Most patients with pancreatic ductal adenocarcinoma (PDAC) are diagnosed with advanced disease and survive less than 12 months1. PDAC has been linked with obesity and glucose intolerance2, 3, 4, but whether changes in circulating metabolites are associated with early cancer progression is unknown. To better understand metabolic derangements associated with early disease, we profiled metabolites in prediagnostic plasma from individuals with pancreatic cancer (cases) and matched controls from four prospective cohort studies.
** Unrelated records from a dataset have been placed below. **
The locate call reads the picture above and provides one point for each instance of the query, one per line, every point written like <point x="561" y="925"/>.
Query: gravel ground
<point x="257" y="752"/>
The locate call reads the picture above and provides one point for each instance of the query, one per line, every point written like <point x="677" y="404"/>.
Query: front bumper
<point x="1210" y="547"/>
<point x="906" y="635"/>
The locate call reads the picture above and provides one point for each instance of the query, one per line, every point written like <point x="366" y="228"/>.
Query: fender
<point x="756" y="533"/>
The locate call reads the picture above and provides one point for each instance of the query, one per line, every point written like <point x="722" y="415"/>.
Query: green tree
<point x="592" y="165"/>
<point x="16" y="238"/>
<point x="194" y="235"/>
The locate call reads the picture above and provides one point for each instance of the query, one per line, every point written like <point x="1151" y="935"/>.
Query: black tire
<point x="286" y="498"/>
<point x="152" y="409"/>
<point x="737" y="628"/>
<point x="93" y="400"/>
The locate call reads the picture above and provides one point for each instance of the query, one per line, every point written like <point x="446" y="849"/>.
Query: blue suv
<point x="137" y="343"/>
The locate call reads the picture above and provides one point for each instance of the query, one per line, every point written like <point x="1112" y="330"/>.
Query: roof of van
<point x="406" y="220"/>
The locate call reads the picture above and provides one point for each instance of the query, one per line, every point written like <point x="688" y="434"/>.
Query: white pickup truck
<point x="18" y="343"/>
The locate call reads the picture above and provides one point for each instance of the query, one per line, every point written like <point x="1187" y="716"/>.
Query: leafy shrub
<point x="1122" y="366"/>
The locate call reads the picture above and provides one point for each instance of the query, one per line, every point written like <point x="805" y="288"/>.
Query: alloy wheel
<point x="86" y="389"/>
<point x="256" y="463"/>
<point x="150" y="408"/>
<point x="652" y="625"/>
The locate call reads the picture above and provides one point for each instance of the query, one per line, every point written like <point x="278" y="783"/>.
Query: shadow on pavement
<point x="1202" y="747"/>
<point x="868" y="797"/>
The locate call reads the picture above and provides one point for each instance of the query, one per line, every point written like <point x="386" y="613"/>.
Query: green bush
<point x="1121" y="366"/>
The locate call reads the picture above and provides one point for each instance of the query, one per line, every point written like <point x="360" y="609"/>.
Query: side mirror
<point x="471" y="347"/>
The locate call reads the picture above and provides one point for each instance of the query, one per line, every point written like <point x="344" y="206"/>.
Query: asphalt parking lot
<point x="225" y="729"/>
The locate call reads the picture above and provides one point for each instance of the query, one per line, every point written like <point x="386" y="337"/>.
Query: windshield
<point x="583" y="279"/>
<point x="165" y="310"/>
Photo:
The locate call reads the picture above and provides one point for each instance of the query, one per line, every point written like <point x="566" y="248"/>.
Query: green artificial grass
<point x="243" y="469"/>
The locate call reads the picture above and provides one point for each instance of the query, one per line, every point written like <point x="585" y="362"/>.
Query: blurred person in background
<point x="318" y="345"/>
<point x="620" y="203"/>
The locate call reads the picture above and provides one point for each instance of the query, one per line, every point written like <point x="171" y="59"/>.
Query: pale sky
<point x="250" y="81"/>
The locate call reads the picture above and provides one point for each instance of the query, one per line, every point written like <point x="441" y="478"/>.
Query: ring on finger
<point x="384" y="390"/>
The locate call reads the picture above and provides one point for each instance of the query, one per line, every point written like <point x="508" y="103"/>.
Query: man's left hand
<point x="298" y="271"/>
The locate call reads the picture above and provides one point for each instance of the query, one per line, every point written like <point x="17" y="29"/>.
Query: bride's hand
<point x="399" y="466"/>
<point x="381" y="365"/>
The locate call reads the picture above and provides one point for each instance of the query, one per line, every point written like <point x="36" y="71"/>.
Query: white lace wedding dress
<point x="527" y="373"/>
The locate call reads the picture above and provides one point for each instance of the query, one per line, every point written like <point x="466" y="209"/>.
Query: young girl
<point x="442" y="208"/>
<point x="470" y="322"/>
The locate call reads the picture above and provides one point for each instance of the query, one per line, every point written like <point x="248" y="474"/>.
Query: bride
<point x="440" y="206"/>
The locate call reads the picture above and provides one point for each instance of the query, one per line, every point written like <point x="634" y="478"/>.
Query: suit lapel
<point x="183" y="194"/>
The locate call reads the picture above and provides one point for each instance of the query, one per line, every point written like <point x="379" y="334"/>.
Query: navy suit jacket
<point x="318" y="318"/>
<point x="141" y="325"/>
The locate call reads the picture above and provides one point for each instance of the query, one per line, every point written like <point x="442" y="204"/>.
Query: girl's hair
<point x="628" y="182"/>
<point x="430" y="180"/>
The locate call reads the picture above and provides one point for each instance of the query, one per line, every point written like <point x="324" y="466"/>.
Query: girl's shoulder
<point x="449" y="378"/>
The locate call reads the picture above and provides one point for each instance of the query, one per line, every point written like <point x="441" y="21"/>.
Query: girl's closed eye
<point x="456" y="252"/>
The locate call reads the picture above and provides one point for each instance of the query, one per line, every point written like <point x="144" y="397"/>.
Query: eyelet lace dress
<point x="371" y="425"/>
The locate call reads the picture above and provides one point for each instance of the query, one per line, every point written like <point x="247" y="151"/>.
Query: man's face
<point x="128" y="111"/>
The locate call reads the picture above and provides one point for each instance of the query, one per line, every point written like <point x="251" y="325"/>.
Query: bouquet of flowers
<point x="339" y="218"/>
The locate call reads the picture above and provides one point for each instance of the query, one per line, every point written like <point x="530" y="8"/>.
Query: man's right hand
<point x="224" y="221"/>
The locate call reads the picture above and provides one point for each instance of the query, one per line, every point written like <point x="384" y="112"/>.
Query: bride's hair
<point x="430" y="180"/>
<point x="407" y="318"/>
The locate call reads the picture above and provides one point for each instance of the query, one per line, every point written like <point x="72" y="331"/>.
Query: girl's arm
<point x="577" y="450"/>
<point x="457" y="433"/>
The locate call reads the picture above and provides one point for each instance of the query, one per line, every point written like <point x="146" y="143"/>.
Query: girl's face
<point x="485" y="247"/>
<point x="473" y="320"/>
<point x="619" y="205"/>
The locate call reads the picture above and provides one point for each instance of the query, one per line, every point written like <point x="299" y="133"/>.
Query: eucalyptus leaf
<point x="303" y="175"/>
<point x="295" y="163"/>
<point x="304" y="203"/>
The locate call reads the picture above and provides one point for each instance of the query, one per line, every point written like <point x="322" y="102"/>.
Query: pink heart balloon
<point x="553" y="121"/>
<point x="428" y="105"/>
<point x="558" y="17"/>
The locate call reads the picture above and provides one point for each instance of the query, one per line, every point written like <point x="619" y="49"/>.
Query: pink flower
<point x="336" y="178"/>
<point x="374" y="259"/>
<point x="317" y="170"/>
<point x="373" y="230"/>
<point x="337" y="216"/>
We find that elevated plasma levels of branched-chain amino acids (BCAAs) are associated with a greater than twofold increased risk of future pancreatic cancer diagnosis. This elevated risk was independent of known predisposing factors, with the strongest association observed among subjects with samples collected 2 to 5 years before diagnosis, when occult disease is probably present. We show that plasma BCAAs are also elevated in mice with early-stage pancreatic cancers driven by mutantKras expression but not in mice with Kras-driven tumors in other tissues, and that breakdown of tissue protein accounts for the increase in plasma BCAAs that accompanies early-stage disease. Together, these findings suggest that increased whole-body protein breakdown is an early event in development of PDAC.

At a glance



  1. Plasma metabolites and risk of future pancreatic cancer diagnosis.
    Figure 1
  2. Plasma BCAA levels are elevated during subclinical disease.
    Figure 2
  3. BCAA elevations are derived from a long-term pool of amino acids.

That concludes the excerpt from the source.